А она на язык вострая, не дай Бог:
– Нонче сестрица, а завтра – в глазах от нее пестрится! Я тебя от греха отвела, бабушке пошептала, чтоб отстали. И кралечка-то заглядываться стала… на твои сапоги!
Горкин тут рассердился, что не по этому месту такие разговоры неподобные, и скажи:
– Это ты в свахах в Москве ходила – и набралась слов, нехорошо.
И стали ссориться. Антипушка и говорит, что отощали мы от пощенья, на одних сухариках другой день, вот и расстроились. А на Домну Панферовну бес накатил, кричит на Антипушку:
– Ты еще тут встреваешься! На меня командеров нет!.. Я сто дней на одних сухариках была, как в Еру салим ходила… и в Хотькове от грибной похлебки отказалась, не как другие… во святые-то просятся!
Горкин ей говорит, что тут во святые никто не просится, а это уж как Господь соизволит… и что и он от похлебки отказался, а копченой селедки в уголку не грыз, как люди спать полегли.

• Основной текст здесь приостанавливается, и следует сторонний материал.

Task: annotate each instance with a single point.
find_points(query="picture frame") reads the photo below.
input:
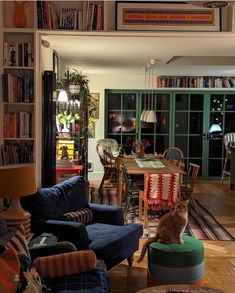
(93, 107)
(150, 16)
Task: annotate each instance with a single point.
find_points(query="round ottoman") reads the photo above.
(176, 263)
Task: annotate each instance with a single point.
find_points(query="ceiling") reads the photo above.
(179, 53)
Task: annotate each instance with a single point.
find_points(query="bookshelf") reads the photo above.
(195, 82)
(17, 98)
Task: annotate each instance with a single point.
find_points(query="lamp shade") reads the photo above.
(17, 181)
(63, 97)
(215, 128)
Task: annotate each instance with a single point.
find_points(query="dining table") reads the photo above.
(140, 166)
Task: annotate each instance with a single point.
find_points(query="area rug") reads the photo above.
(203, 226)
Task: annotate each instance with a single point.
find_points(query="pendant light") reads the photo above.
(144, 112)
(151, 117)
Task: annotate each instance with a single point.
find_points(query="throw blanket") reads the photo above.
(161, 190)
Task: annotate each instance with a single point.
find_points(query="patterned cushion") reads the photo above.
(15, 238)
(83, 216)
(65, 263)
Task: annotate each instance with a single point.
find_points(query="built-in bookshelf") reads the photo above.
(72, 15)
(17, 102)
(195, 82)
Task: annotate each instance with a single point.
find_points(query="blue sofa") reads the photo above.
(106, 235)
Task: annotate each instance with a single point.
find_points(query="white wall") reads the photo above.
(98, 84)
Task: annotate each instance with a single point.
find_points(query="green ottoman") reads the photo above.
(176, 263)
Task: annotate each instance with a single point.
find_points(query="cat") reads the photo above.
(170, 227)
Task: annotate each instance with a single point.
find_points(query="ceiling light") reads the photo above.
(215, 4)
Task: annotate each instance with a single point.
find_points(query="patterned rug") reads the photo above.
(203, 227)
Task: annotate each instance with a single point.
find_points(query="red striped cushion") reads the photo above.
(65, 263)
(83, 216)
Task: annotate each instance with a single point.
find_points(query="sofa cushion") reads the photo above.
(52, 202)
(83, 216)
(65, 263)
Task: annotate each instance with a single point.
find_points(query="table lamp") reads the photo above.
(16, 182)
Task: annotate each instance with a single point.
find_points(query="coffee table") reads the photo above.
(180, 289)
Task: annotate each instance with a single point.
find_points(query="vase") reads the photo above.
(19, 16)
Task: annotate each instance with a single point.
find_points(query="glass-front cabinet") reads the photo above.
(195, 121)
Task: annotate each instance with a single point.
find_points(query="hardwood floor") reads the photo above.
(219, 255)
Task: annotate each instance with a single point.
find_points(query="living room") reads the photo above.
(115, 60)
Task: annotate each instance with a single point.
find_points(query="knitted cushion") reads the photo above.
(176, 263)
(83, 216)
(15, 238)
(162, 190)
(65, 263)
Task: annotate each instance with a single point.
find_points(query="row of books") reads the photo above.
(89, 17)
(196, 82)
(16, 153)
(18, 54)
(17, 89)
(18, 125)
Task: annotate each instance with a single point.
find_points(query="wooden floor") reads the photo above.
(219, 255)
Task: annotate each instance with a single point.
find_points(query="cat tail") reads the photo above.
(145, 248)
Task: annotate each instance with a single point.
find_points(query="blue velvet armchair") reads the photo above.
(106, 234)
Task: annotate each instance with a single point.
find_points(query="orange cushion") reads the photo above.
(65, 263)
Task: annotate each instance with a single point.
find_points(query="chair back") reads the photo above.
(174, 153)
(229, 140)
(193, 170)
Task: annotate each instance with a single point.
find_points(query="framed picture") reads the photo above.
(94, 105)
(163, 16)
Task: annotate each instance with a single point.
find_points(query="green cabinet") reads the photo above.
(184, 119)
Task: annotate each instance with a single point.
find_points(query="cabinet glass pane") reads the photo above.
(162, 125)
(114, 121)
(129, 101)
(161, 143)
(114, 101)
(217, 102)
(181, 101)
(230, 103)
(162, 101)
(215, 167)
(195, 146)
(181, 122)
(181, 143)
(196, 102)
(229, 122)
(128, 122)
(196, 123)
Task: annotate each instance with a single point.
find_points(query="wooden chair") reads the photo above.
(131, 189)
(187, 188)
(229, 140)
(174, 153)
(106, 152)
(160, 193)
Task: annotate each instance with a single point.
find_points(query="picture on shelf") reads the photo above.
(162, 16)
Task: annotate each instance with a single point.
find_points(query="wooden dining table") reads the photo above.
(141, 166)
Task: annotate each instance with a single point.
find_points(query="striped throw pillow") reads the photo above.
(83, 216)
(65, 263)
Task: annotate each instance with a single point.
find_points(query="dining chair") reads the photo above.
(131, 189)
(161, 191)
(187, 187)
(173, 153)
(107, 150)
(229, 140)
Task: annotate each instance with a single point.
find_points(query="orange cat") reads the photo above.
(170, 227)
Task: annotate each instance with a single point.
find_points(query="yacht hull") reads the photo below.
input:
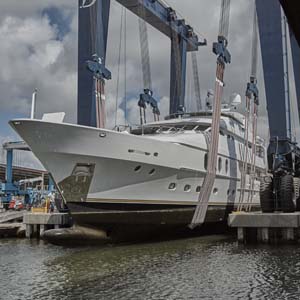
(109, 178)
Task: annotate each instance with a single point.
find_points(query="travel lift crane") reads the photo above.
(279, 191)
(147, 96)
(252, 94)
(224, 57)
(93, 34)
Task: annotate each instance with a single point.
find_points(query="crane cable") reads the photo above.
(249, 168)
(223, 58)
(196, 81)
(119, 65)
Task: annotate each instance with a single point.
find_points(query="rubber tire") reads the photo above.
(287, 194)
(267, 202)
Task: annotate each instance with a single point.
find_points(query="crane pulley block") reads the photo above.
(147, 98)
(252, 90)
(98, 68)
(220, 49)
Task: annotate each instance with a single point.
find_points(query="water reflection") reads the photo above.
(199, 268)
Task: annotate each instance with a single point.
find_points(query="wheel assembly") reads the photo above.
(267, 202)
(287, 193)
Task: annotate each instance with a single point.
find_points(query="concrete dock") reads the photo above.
(266, 227)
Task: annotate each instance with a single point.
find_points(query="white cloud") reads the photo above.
(31, 57)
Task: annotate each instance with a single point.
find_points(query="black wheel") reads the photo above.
(287, 193)
(267, 203)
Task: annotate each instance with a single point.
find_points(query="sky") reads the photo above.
(38, 49)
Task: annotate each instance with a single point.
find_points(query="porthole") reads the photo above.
(187, 188)
(152, 172)
(137, 168)
(220, 164)
(205, 161)
(172, 186)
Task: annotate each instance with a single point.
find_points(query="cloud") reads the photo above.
(36, 53)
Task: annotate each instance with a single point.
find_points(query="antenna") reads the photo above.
(33, 101)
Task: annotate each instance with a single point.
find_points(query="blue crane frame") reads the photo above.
(92, 39)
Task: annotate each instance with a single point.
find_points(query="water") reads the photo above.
(211, 267)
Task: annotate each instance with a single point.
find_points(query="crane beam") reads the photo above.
(164, 19)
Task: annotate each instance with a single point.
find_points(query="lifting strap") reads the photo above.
(213, 147)
(224, 57)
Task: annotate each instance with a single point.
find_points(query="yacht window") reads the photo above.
(189, 127)
(152, 172)
(201, 128)
(172, 186)
(215, 191)
(220, 164)
(187, 188)
(137, 168)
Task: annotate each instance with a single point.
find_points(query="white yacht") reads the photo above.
(150, 175)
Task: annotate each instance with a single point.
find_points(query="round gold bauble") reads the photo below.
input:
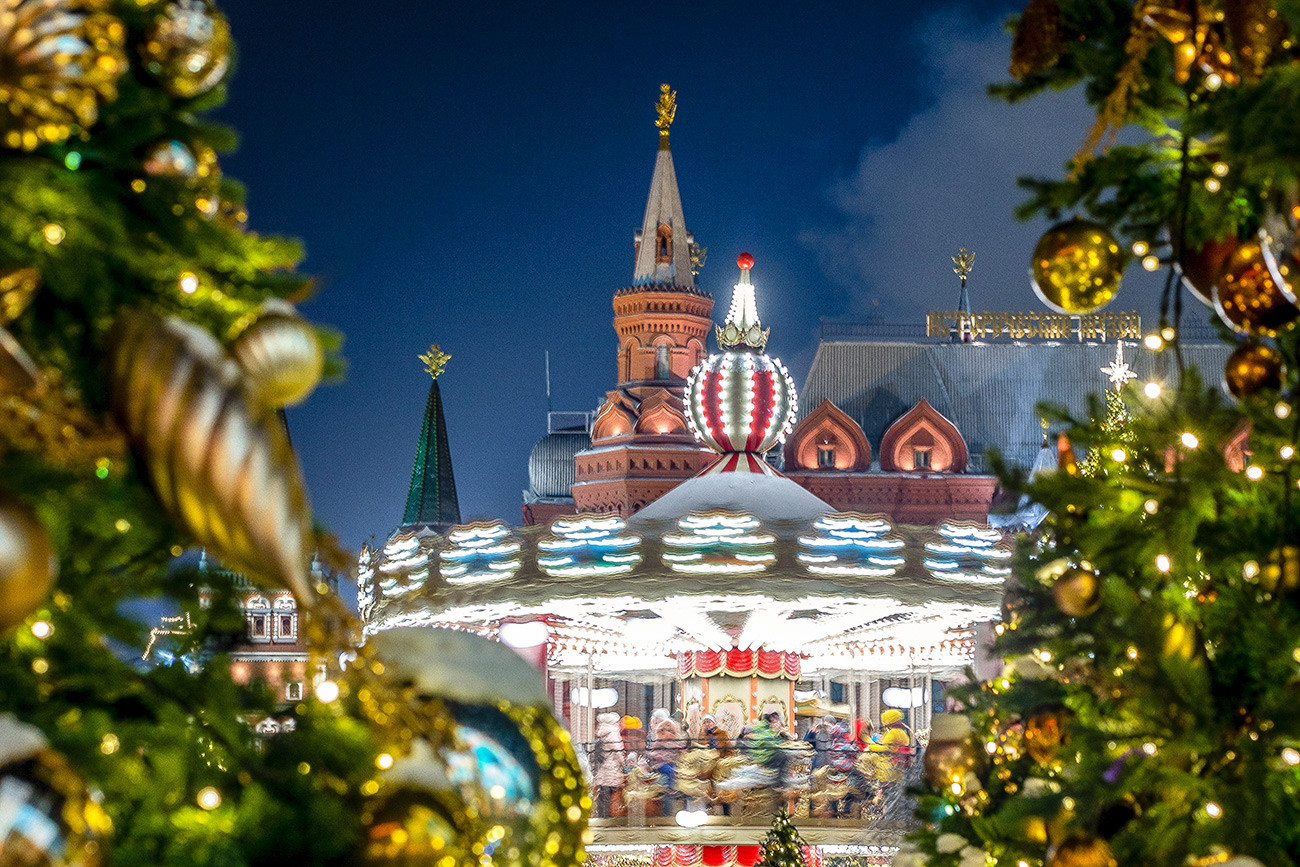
(1282, 571)
(1045, 729)
(1077, 267)
(53, 820)
(59, 61)
(1077, 592)
(1252, 368)
(1201, 267)
(17, 286)
(1248, 297)
(1083, 850)
(492, 774)
(952, 751)
(219, 462)
(27, 563)
(187, 48)
(281, 356)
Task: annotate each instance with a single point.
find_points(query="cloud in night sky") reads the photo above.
(948, 180)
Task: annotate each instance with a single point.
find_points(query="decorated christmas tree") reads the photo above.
(1147, 712)
(147, 345)
(783, 845)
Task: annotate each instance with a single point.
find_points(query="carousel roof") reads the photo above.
(845, 592)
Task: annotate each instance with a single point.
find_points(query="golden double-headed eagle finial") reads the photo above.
(667, 109)
(434, 360)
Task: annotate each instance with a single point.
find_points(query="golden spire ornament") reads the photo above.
(963, 261)
(667, 109)
(434, 360)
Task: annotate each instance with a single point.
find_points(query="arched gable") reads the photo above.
(922, 439)
(612, 420)
(828, 438)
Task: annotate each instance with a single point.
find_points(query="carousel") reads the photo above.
(736, 595)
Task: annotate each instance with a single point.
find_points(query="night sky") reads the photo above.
(472, 173)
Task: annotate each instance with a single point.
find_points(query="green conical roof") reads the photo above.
(433, 488)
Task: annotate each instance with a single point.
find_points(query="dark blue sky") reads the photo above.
(471, 174)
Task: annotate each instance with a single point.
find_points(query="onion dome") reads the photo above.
(741, 401)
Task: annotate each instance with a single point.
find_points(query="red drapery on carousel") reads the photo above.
(739, 663)
(683, 855)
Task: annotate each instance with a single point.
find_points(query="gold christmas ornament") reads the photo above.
(1038, 42)
(219, 462)
(952, 753)
(1077, 592)
(281, 355)
(1083, 850)
(486, 770)
(27, 563)
(1045, 731)
(1077, 267)
(17, 286)
(59, 61)
(1282, 571)
(189, 47)
(52, 818)
(1252, 368)
(1201, 267)
(1248, 298)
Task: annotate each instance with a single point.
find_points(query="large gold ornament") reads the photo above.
(1045, 731)
(950, 754)
(1249, 298)
(59, 61)
(219, 462)
(189, 47)
(484, 770)
(27, 563)
(1083, 850)
(17, 286)
(1077, 592)
(281, 355)
(1252, 368)
(52, 818)
(1077, 267)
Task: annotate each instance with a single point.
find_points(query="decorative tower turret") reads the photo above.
(742, 402)
(640, 443)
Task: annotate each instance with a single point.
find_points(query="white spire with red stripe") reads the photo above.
(741, 402)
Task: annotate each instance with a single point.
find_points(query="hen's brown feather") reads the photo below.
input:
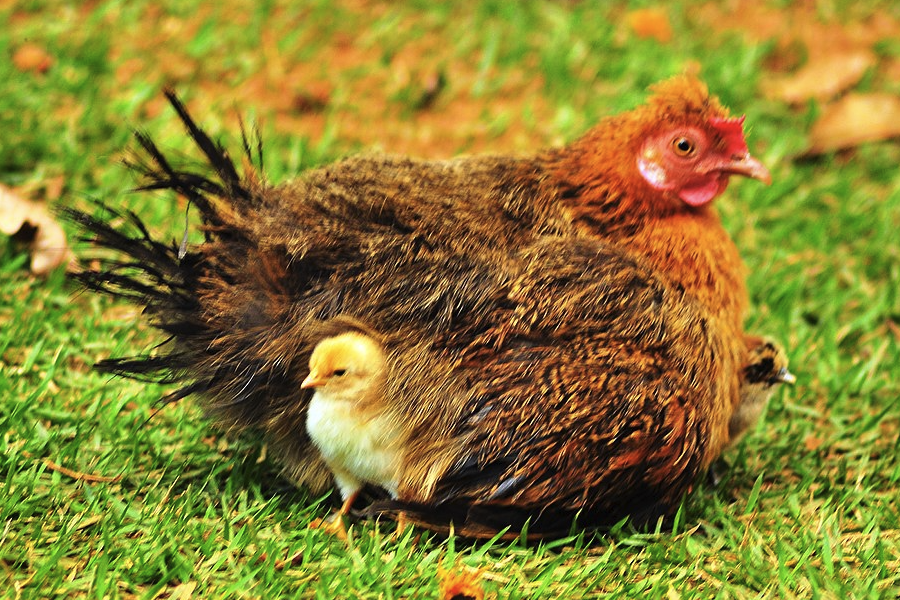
(561, 340)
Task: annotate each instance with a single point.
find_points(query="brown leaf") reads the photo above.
(853, 120)
(30, 57)
(464, 584)
(823, 77)
(650, 23)
(30, 220)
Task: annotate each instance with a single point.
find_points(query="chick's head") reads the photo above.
(348, 365)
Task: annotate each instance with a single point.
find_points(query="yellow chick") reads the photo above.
(358, 438)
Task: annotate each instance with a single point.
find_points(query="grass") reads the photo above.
(808, 507)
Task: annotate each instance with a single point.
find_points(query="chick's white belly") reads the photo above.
(360, 446)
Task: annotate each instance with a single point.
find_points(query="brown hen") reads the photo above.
(562, 332)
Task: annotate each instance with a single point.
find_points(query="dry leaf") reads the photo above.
(464, 584)
(822, 77)
(853, 120)
(183, 591)
(30, 219)
(650, 23)
(30, 57)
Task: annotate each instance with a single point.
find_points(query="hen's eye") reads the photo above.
(683, 146)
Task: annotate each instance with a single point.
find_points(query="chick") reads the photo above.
(347, 419)
(765, 369)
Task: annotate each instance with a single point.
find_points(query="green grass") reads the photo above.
(809, 505)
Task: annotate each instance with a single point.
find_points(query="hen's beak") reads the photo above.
(748, 166)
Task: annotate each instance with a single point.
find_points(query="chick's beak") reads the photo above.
(785, 376)
(747, 166)
(312, 380)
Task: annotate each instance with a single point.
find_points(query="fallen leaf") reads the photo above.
(823, 77)
(853, 120)
(30, 220)
(30, 57)
(650, 23)
(183, 591)
(464, 584)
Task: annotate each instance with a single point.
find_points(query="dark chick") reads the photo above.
(765, 370)
(562, 332)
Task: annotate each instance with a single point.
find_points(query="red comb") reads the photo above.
(732, 132)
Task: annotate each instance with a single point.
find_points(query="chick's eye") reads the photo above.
(683, 146)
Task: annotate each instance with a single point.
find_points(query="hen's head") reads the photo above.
(678, 149)
(690, 146)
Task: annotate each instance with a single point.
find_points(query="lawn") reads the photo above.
(105, 494)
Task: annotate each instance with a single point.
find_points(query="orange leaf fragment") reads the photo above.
(30, 57)
(46, 238)
(460, 585)
(823, 77)
(650, 23)
(854, 120)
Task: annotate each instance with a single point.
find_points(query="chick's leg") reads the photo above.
(334, 523)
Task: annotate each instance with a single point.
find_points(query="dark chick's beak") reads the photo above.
(748, 166)
(785, 376)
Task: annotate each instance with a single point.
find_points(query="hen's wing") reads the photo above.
(593, 397)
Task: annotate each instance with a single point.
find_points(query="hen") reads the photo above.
(564, 330)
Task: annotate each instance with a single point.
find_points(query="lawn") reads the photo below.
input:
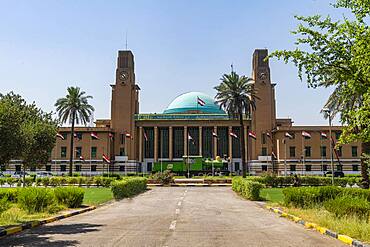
(274, 195)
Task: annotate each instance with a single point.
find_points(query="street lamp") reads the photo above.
(329, 112)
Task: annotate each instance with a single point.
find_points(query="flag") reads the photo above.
(201, 102)
(106, 159)
(60, 136)
(233, 134)
(288, 135)
(94, 136)
(252, 134)
(306, 134)
(324, 135)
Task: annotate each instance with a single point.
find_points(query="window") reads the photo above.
(63, 152)
(149, 166)
(77, 168)
(307, 151)
(63, 168)
(264, 168)
(325, 168)
(93, 152)
(78, 152)
(355, 168)
(323, 151)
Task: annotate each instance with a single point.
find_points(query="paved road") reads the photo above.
(174, 217)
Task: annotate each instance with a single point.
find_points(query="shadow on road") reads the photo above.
(39, 236)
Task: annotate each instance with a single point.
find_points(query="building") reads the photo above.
(134, 141)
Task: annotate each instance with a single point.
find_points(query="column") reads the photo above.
(230, 142)
(170, 143)
(141, 144)
(214, 143)
(185, 140)
(155, 144)
(200, 140)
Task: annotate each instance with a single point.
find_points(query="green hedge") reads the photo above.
(246, 188)
(128, 187)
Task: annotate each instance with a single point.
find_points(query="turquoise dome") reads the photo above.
(188, 103)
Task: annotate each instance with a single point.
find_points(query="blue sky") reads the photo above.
(179, 46)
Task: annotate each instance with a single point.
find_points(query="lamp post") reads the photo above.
(328, 111)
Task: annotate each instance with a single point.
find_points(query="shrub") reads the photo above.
(246, 188)
(35, 199)
(128, 187)
(71, 197)
(349, 206)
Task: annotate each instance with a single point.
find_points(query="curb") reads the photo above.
(344, 238)
(189, 185)
(19, 228)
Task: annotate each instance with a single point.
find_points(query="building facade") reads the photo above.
(135, 142)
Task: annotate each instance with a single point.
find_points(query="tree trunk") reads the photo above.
(365, 149)
(72, 149)
(242, 145)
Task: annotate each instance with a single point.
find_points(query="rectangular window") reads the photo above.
(307, 151)
(323, 151)
(355, 168)
(77, 168)
(63, 152)
(78, 152)
(93, 152)
(264, 168)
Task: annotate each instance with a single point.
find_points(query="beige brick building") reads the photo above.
(134, 141)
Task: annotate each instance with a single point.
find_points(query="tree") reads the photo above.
(75, 109)
(236, 95)
(338, 57)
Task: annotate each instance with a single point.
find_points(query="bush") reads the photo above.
(128, 187)
(246, 188)
(349, 206)
(35, 199)
(71, 197)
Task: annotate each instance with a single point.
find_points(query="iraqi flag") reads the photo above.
(94, 136)
(288, 135)
(106, 159)
(233, 134)
(200, 102)
(60, 136)
(306, 134)
(252, 134)
(324, 135)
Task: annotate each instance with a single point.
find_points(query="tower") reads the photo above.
(124, 106)
(264, 118)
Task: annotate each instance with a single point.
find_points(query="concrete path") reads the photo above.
(174, 217)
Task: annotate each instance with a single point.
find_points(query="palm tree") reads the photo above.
(74, 108)
(237, 96)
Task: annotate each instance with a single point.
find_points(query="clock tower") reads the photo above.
(124, 106)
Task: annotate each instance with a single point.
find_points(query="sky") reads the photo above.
(179, 46)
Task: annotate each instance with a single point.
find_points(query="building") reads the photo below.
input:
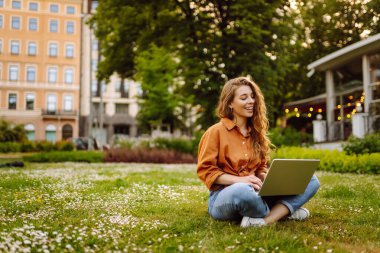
(351, 104)
(40, 59)
(113, 107)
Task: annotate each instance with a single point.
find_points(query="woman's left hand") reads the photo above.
(262, 176)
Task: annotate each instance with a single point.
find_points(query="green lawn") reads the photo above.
(162, 208)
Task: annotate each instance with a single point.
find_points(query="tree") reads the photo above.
(156, 70)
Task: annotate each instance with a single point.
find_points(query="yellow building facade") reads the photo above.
(40, 52)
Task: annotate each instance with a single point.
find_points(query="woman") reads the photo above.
(232, 161)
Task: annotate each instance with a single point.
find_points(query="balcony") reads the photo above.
(59, 114)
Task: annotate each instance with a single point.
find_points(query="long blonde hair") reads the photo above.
(258, 123)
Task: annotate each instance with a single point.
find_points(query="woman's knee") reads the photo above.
(314, 184)
(244, 193)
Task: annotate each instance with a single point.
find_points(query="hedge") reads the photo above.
(334, 161)
(67, 156)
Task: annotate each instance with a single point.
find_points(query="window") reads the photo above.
(51, 103)
(70, 10)
(12, 101)
(95, 45)
(31, 74)
(33, 24)
(51, 133)
(52, 74)
(16, 24)
(121, 108)
(33, 6)
(13, 73)
(16, 4)
(70, 27)
(53, 26)
(54, 8)
(15, 47)
(68, 103)
(30, 132)
(29, 101)
(69, 51)
(94, 88)
(32, 48)
(94, 5)
(53, 49)
(94, 65)
(69, 76)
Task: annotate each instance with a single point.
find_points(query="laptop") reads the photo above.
(288, 176)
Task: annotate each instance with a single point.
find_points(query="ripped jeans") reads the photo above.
(240, 199)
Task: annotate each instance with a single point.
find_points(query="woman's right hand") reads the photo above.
(252, 180)
(227, 179)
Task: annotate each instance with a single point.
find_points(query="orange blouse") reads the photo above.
(223, 149)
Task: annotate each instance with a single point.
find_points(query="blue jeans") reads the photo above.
(240, 199)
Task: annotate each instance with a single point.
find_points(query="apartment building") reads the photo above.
(108, 110)
(40, 57)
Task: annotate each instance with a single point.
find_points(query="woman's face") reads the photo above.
(243, 102)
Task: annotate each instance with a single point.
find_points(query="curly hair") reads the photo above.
(258, 123)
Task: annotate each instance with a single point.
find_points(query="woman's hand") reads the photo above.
(262, 176)
(252, 180)
(227, 179)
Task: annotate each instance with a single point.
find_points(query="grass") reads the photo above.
(70, 207)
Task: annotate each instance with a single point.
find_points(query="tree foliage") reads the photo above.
(156, 70)
(271, 41)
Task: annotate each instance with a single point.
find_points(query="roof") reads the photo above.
(321, 98)
(346, 54)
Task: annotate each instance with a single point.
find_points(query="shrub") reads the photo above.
(334, 161)
(143, 155)
(367, 145)
(65, 146)
(28, 146)
(67, 156)
(46, 146)
(10, 147)
(180, 145)
(289, 137)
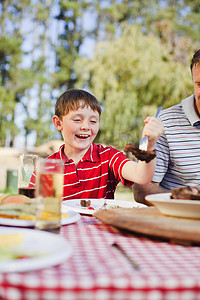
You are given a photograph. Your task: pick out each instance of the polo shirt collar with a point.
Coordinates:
(91, 155)
(188, 108)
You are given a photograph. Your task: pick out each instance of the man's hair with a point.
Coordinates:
(195, 59)
(73, 99)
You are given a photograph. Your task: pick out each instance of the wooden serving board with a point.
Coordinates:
(149, 221)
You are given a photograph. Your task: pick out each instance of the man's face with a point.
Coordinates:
(196, 82)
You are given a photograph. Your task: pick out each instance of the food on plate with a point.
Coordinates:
(11, 247)
(85, 203)
(19, 207)
(11, 240)
(140, 154)
(186, 192)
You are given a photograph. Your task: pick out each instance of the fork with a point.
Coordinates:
(144, 141)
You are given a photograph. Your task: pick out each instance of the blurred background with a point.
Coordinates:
(132, 55)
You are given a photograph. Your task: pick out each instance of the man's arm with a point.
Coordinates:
(141, 190)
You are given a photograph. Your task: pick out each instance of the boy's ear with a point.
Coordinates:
(57, 122)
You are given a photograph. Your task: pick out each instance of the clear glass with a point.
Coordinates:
(49, 192)
(27, 164)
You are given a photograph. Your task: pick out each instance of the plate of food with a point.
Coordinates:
(181, 206)
(89, 206)
(23, 249)
(19, 210)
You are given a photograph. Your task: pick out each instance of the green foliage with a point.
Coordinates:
(131, 76)
(143, 65)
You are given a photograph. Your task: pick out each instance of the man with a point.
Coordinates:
(178, 149)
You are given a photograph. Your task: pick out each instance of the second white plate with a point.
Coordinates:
(50, 249)
(72, 218)
(175, 207)
(97, 204)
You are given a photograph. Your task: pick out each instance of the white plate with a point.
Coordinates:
(54, 249)
(97, 204)
(175, 207)
(72, 218)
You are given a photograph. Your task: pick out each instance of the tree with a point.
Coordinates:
(131, 76)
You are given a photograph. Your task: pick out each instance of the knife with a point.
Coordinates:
(144, 141)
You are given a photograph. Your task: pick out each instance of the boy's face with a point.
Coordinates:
(79, 129)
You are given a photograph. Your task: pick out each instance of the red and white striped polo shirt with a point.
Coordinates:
(96, 175)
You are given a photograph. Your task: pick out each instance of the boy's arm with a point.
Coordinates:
(141, 190)
(143, 172)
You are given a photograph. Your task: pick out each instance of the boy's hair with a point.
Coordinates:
(73, 99)
(195, 59)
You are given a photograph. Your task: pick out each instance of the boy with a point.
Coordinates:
(93, 171)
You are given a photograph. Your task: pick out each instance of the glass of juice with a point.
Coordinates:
(49, 192)
(27, 164)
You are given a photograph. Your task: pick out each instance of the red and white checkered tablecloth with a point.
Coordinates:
(98, 271)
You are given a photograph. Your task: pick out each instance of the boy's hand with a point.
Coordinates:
(153, 129)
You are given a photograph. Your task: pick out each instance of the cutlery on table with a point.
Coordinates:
(132, 262)
(144, 141)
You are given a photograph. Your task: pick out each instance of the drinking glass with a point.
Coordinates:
(27, 164)
(49, 192)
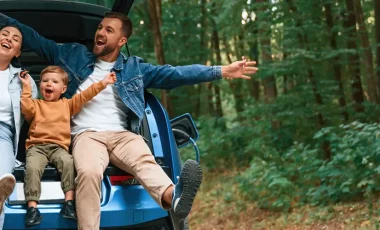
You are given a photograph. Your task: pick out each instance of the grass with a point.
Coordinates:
(219, 205)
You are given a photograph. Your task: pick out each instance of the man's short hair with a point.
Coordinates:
(125, 21)
(56, 69)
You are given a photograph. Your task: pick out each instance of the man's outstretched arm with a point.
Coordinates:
(169, 77)
(33, 41)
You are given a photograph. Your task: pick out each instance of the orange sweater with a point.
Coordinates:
(50, 121)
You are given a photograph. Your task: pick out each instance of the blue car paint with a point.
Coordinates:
(120, 205)
(166, 135)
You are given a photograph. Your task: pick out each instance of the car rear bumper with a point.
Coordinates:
(121, 206)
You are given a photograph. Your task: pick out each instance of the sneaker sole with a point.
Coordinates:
(191, 177)
(68, 217)
(35, 223)
(7, 184)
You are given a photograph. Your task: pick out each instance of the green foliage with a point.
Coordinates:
(301, 174)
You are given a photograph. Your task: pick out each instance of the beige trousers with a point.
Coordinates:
(93, 151)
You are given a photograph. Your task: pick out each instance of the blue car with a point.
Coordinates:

Ну, тут Домна Панферовна и приутихла.
– И нечего спориться, – Горкин-то говорит, – кто может – тот и вместит, в Писаниях так сказано. А поговеем, Господь сподобит, – в «блинных» у Троицы заправимся, теперь недолго.
И все мы повеселели, и Федя даже. Мы с Анютой рвем для Кривой цветочки, и она тоже рада, помаргивает – жует. А то бросит жевать и дремлет, висят на губе цветочки. А то присядем – и слушаем, как тихо, пчелки только жужжат-жужжат. Шишечка упадет, кукушка покукует – послушаем. И вот будто далеко… – звон?..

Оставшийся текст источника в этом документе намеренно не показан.